Nederlander ontdekt xss-lek in Ebay-sites

Zo kon ik laatst ook de rekeningen inzien van KPN abonnees op kpn.com. Ik kreeg na 5 dagen ook geen reactie. Pas nadat Webwereld contact met KPN opnam, werden er maatregelen genomen.

"Maar aangezien we nu al een gebruikersnaam weten van de klant, is het vast heel eenvoudig om een phishing-achtige site te maken, die de gebruiker om zijn wachtwoord vraagt", zo verklaart de ontdekker van het lek tegenover Webwereld.

Zelf kom ik nooit op E-bay, maar kan ik hier uit opmaken dat je de gebruikersnaam van een bezoekers bij normaal gebruik niet te zien krijgt? Hoe dan ook, het is wel erg makkelijk te stellen dat je met een fishing-site zo iemands identiteit kan overnemen. Er zijn talloze websites waar gebruikersnamen voor het oprapen liggen, dus dat is het probleem niet.

Dat adresgegevens kunnen worden ingezien is natuurlijk helemaal niet fraai en lijkt mij een stuk betreurenswaardiger dan het inzien van gebruikersnamen.

In de email die de Nederlandse ontdekker


Het is e-mail in het Nederlands... blijft lastig he twee talen door elkaar heen in 1 bericht.

Heb deze mensen (de hackers) niks te doen? Ik vind het allemaal gewoon een gedoe.

Zelf kom ik nooit op E-bay, maar kan ik hier uit opmaken dat je de gebruikersnaam van een bezoekers bij normaal gebruik niet te zien krijgt?

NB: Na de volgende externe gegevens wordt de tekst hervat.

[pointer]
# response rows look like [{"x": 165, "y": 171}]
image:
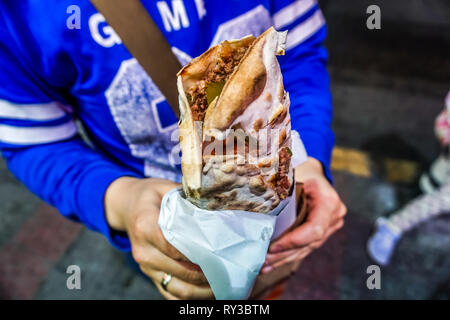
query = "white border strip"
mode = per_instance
[
  {"x": 291, "y": 12},
  {"x": 39, "y": 111},
  {"x": 36, "y": 135},
  {"x": 305, "y": 30}
]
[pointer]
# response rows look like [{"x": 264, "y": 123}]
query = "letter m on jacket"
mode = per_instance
[{"x": 175, "y": 18}]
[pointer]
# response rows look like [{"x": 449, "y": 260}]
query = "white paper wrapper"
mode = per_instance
[{"x": 230, "y": 246}]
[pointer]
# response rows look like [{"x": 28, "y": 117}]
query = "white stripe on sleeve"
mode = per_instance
[
  {"x": 304, "y": 30},
  {"x": 36, "y": 135},
  {"x": 39, "y": 111},
  {"x": 291, "y": 12}
]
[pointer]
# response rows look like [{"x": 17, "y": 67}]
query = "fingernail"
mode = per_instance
[
  {"x": 277, "y": 248},
  {"x": 267, "y": 269}
]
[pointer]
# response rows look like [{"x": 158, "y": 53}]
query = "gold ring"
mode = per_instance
[{"x": 165, "y": 281}]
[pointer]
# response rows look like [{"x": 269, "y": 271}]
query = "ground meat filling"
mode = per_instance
[
  {"x": 280, "y": 181},
  {"x": 203, "y": 92}
]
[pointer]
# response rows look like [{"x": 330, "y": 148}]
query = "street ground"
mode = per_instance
[{"x": 388, "y": 86}]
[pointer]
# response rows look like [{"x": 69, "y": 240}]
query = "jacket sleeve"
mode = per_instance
[
  {"x": 39, "y": 140},
  {"x": 305, "y": 75}
]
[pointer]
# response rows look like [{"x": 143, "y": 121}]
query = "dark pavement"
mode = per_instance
[{"x": 388, "y": 86}]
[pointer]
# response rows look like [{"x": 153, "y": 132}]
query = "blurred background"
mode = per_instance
[{"x": 388, "y": 86}]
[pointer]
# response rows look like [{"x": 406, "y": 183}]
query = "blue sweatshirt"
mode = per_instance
[{"x": 62, "y": 66}]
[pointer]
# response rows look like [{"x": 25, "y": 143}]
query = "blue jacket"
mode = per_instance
[{"x": 62, "y": 65}]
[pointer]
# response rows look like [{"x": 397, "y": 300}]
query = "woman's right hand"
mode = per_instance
[{"x": 132, "y": 205}]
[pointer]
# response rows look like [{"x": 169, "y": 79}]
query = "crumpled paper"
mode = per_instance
[{"x": 230, "y": 246}]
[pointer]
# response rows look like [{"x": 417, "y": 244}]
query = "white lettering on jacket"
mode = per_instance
[
  {"x": 173, "y": 20},
  {"x": 109, "y": 38}
]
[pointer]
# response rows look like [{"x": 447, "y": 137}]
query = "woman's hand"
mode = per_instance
[
  {"x": 133, "y": 205},
  {"x": 325, "y": 213}
]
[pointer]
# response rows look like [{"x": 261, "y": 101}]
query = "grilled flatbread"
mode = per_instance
[{"x": 235, "y": 133}]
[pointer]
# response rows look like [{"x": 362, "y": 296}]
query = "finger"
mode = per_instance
[
  {"x": 156, "y": 260},
  {"x": 180, "y": 289},
  {"x": 289, "y": 259},
  {"x": 272, "y": 258},
  {"x": 312, "y": 230},
  {"x": 146, "y": 229},
  {"x": 276, "y": 260}
]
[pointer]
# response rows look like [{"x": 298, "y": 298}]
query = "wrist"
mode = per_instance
[{"x": 117, "y": 201}]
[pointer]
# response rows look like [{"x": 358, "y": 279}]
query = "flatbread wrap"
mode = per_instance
[{"x": 235, "y": 131}]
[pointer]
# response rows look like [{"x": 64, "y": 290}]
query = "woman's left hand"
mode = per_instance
[{"x": 325, "y": 213}]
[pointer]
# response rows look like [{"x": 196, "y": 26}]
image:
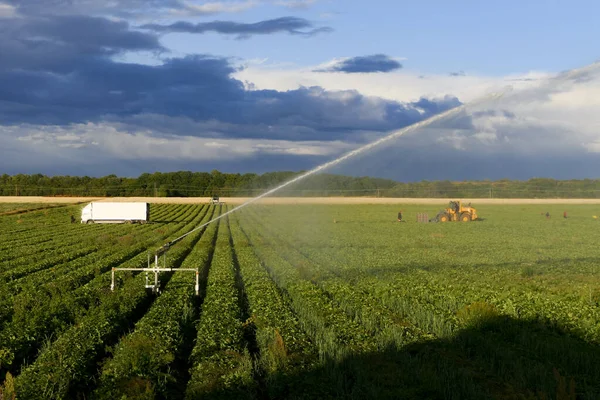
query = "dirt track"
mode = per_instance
[{"x": 290, "y": 200}]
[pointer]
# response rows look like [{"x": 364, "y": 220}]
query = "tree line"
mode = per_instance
[{"x": 203, "y": 184}]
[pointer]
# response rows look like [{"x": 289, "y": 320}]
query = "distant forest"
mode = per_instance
[{"x": 202, "y": 184}]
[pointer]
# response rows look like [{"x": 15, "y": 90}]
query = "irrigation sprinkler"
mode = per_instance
[
  {"x": 156, "y": 269},
  {"x": 422, "y": 217}
]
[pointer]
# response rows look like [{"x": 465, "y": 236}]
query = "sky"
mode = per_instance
[{"x": 132, "y": 86}]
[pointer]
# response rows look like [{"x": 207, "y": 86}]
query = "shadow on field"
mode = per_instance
[{"x": 495, "y": 358}]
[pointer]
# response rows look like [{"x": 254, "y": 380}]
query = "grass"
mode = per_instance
[{"x": 505, "y": 308}]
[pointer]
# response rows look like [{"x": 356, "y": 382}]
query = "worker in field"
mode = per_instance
[{"x": 400, "y": 216}]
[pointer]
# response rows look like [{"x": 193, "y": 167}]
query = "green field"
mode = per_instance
[{"x": 304, "y": 301}]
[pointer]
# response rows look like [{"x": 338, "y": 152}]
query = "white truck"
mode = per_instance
[{"x": 115, "y": 212}]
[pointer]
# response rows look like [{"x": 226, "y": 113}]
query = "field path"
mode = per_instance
[{"x": 291, "y": 200}]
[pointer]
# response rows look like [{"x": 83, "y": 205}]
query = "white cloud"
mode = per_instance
[
  {"x": 403, "y": 85},
  {"x": 215, "y": 7},
  {"x": 297, "y": 4}
]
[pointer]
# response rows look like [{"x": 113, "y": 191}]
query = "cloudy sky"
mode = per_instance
[{"x": 131, "y": 86}]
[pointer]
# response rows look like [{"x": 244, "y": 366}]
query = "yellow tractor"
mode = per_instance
[{"x": 456, "y": 212}]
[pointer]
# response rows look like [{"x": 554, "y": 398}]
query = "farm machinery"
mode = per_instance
[
  {"x": 456, "y": 212},
  {"x": 157, "y": 269}
]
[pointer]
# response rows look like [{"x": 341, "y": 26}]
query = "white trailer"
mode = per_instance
[{"x": 115, "y": 212}]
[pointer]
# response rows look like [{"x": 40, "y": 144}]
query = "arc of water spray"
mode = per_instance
[{"x": 564, "y": 76}]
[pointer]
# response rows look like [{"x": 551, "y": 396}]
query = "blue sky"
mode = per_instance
[
  {"x": 435, "y": 36},
  {"x": 135, "y": 86}
]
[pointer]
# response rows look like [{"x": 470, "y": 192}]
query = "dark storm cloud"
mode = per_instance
[
  {"x": 291, "y": 25},
  {"x": 59, "y": 70},
  {"x": 365, "y": 64},
  {"x": 62, "y": 43}
]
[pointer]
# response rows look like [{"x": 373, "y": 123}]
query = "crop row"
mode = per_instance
[
  {"x": 220, "y": 361},
  {"x": 66, "y": 366},
  {"x": 286, "y": 351},
  {"x": 52, "y": 306},
  {"x": 149, "y": 354}
]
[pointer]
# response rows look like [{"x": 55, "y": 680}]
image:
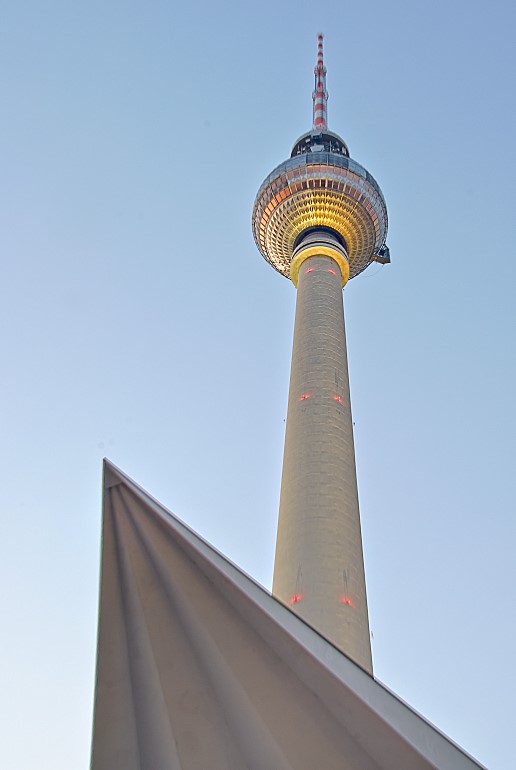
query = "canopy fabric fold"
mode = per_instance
[{"x": 200, "y": 668}]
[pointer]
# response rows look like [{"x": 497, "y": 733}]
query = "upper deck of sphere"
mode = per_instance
[{"x": 320, "y": 186}]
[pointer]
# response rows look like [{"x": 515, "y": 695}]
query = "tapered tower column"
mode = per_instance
[
  {"x": 319, "y": 569},
  {"x": 320, "y": 218}
]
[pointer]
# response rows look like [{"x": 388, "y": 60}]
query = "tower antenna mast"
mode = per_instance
[{"x": 320, "y": 94}]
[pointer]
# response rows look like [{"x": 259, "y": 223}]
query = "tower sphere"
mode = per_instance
[{"x": 320, "y": 186}]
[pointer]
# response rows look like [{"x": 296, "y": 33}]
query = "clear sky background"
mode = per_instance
[{"x": 138, "y": 321}]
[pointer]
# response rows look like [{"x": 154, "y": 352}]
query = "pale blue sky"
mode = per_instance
[{"x": 140, "y": 322}]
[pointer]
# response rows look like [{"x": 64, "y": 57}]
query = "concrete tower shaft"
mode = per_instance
[
  {"x": 319, "y": 570},
  {"x": 320, "y": 219}
]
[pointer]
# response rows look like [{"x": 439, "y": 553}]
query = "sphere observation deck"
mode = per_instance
[{"x": 320, "y": 186}]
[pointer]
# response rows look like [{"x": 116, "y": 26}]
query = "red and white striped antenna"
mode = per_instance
[{"x": 320, "y": 94}]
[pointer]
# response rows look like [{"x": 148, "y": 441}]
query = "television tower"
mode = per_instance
[{"x": 320, "y": 219}]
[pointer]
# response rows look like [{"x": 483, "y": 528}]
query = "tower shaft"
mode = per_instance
[{"x": 319, "y": 570}]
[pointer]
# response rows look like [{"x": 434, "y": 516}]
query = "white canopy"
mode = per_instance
[{"x": 199, "y": 668}]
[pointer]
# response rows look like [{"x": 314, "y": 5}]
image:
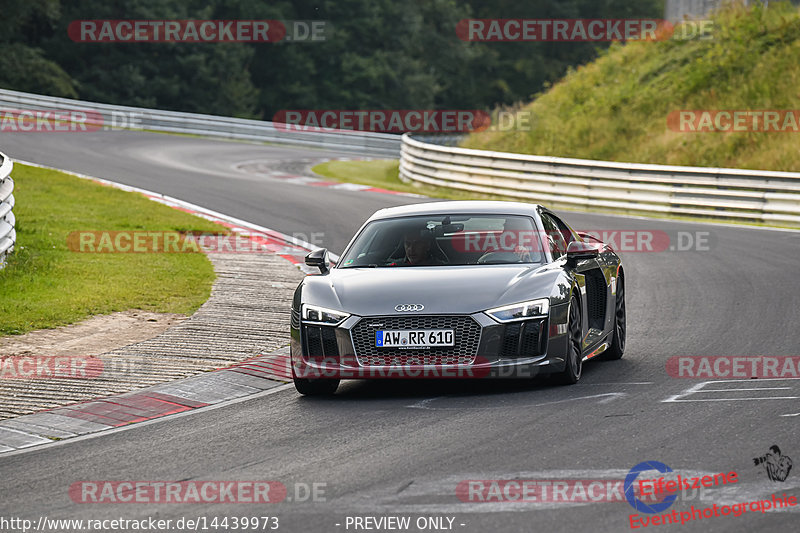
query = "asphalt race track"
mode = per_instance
[{"x": 400, "y": 448}]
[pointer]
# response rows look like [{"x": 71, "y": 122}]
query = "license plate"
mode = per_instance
[{"x": 416, "y": 338}]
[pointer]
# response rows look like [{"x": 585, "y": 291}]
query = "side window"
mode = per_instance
[{"x": 555, "y": 238}]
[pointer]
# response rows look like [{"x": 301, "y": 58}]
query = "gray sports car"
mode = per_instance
[{"x": 458, "y": 290}]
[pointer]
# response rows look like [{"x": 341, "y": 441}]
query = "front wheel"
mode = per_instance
[
  {"x": 574, "y": 363},
  {"x": 617, "y": 347}
]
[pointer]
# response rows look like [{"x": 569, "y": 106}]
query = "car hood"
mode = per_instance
[{"x": 462, "y": 290}]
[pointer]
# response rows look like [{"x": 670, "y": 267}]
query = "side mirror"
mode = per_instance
[
  {"x": 579, "y": 250},
  {"x": 319, "y": 259}
]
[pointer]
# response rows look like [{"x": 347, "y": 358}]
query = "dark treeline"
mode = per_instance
[{"x": 377, "y": 54}]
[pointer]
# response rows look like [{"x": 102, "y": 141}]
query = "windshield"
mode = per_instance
[{"x": 445, "y": 240}]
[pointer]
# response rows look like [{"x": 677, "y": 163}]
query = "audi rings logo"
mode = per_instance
[{"x": 408, "y": 307}]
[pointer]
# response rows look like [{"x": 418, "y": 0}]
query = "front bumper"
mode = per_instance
[{"x": 513, "y": 350}]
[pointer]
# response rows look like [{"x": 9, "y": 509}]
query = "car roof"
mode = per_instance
[{"x": 460, "y": 207}]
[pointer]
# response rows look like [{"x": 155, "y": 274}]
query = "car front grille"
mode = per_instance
[{"x": 467, "y": 336}]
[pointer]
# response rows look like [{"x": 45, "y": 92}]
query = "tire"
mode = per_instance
[
  {"x": 617, "y": 348},
  {"x": 315, "y": 387},
  {"x": 574, "y": 360}
]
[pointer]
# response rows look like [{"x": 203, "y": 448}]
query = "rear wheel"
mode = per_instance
[
  {"x": 574, "y": 361},
  {"x": 617, "y": 347}
]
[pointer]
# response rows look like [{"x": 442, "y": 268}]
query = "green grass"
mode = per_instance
[
  {"x": 46, "y": 285},
  {"x": 616, "y": 108}
]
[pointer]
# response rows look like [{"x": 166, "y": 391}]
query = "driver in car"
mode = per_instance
[{"x": 419, "y": 249}]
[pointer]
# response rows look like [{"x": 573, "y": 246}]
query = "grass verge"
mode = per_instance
[
  {"x": 45, "y": 285},
  {"x": 385, "y": 174}
]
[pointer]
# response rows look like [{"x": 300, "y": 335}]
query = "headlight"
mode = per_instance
[
  {"x": 521, "y": 311},
  {"x": 313, "y": 314}
]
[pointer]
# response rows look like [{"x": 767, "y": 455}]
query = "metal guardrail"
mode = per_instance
[
  {"x": 8, "y": 235},
  {"x": 720, "y": 194},
  {"x": 358, "y": 142}
]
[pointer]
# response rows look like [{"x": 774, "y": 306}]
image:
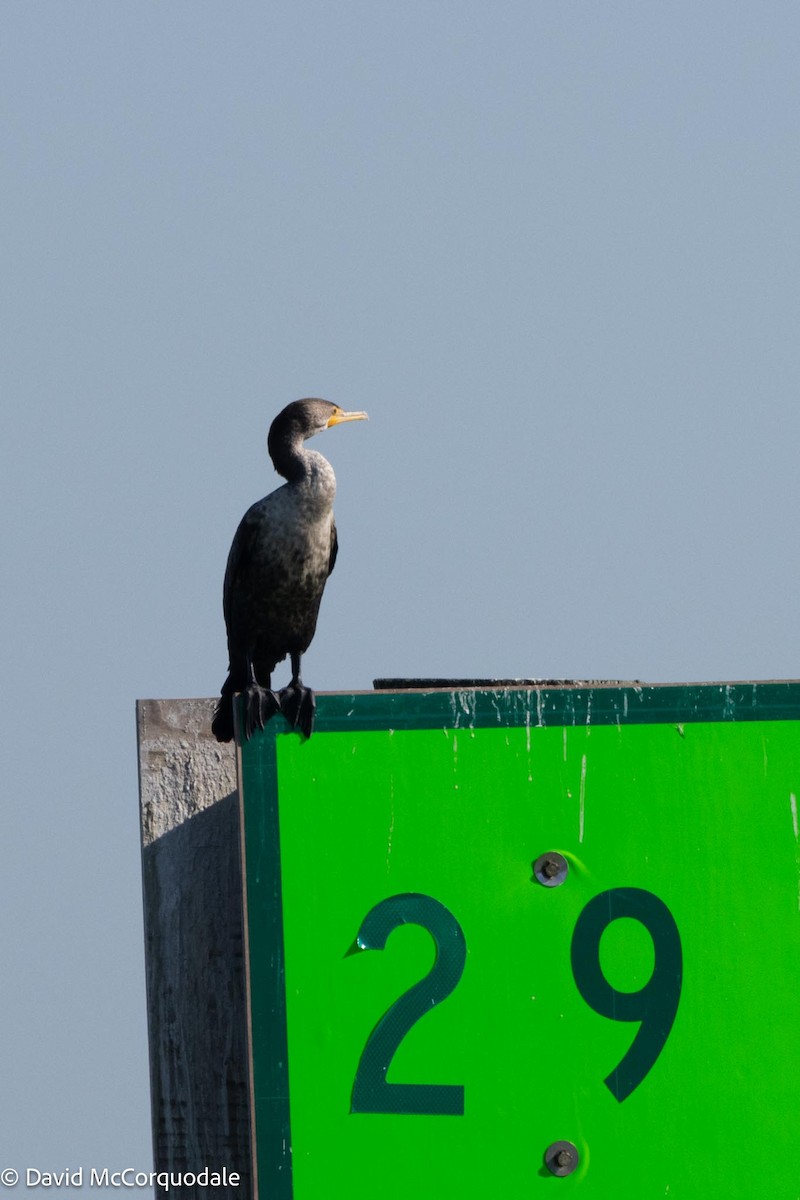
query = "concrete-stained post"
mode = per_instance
[{"x": 193, "y": 947}]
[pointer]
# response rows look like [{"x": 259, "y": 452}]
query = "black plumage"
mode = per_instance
[{"x": 282, "y": 553}]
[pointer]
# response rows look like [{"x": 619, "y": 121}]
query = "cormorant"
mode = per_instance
[{"x": 282, "y": 553}]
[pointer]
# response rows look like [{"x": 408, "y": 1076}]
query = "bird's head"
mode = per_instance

Niet op een third-party server, nee. Tevens schijn je namen en adressen te kunnen zien (op die andere server), dus dan lijkt een phising site inderdaad makkelijk en geloofwaardig.

Heb deze mensen (de hackers) niks te doen? Ik vind het allemaal gewoon een gedoe.

Geen idee of ze iets beters te doen hebben, maar gelukkig zorgen zij wel voor privacy (ebay kennelijk zelf niet).

Heb deze mensen (de hackers) niks te doen? Ik vind het allemaal gewoon een gedoe.

wees blij dat fouten of lekken ontdekt worden, mischen wordt je wel slachtoffer ervan en dan?